The global Olympic arms race is well and truly on and, sexy new bikes or not, based on the results in Berlin from Days 1 and 2, you’d have to say Australia will have its work cut out to win even two golds in Tokyo and maybe 3 or 4 medals in total…if we’re lucky. In Rio, Australia brought home just two track medals, one silver and one bronze.
Our no-longer-World-Record-holding men’s pursuit team is the perfect example. These guys are awesome and there’s certainly no shame in finishing 4th at the Worlds, especially as they were missing a key rider in Kelland O’Brien (who in a cruel twist of irony broke his collarbone racing at the Tour Down Under, on the road). But that’s not the point here.
Given the huge funding diversions seen in recent years towards the elite track program, the question must be asked, have all the sacrifices endured in other parts of our sport – the Women’s and Junior road programs spring instantly to mind – actually been worth it?
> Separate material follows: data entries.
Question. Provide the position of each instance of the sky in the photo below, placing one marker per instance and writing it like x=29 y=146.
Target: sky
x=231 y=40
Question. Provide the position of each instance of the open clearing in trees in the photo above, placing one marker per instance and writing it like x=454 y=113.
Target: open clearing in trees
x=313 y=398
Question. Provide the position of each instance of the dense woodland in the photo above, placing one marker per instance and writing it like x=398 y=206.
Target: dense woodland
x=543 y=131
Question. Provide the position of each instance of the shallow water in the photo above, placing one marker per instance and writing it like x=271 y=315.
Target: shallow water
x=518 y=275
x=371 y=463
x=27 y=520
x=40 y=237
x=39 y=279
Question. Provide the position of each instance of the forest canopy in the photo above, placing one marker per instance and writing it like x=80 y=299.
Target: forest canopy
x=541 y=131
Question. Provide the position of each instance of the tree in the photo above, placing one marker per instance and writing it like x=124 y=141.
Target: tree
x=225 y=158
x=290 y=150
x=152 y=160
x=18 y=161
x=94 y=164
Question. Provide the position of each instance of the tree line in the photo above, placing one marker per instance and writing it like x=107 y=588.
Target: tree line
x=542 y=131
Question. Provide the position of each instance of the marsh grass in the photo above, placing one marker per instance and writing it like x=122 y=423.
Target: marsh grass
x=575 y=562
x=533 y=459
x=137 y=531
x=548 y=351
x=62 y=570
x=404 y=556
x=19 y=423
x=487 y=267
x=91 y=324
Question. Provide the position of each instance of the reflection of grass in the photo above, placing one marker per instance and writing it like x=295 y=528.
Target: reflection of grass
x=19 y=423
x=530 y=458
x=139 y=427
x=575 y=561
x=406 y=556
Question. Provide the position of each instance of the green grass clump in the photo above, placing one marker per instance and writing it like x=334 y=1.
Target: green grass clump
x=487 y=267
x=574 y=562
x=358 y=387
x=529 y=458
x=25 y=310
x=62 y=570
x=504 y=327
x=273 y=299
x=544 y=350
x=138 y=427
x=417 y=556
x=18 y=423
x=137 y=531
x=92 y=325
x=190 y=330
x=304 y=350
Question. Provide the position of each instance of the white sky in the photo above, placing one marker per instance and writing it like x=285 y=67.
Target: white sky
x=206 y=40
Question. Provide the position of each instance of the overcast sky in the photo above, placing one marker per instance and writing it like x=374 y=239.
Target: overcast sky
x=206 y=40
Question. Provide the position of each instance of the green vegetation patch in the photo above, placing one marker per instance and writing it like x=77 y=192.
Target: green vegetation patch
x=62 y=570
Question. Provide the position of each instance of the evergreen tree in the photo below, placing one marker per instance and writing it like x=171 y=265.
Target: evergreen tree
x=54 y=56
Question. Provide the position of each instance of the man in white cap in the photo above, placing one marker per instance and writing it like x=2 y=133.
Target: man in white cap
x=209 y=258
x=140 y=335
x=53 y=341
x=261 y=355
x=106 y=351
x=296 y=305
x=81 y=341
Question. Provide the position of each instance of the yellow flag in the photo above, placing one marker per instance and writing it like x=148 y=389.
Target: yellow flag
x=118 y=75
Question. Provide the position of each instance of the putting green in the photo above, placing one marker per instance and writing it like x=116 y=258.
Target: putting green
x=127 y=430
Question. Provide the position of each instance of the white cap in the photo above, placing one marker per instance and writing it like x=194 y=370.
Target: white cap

I’m sure plenty will disagree, and perhaps come Tokyo I will be proven hopelessly wrong, but in my view the answer is no. Not even close. Track is a wonderful part of Australia’s cycling landscape. But it’s only one part – and a small part at that, especially in terms of overall participation. Why should it be allowed, or forced, to absorb such a disproportionate amount of cycling’s limited resources with no guarantee of success?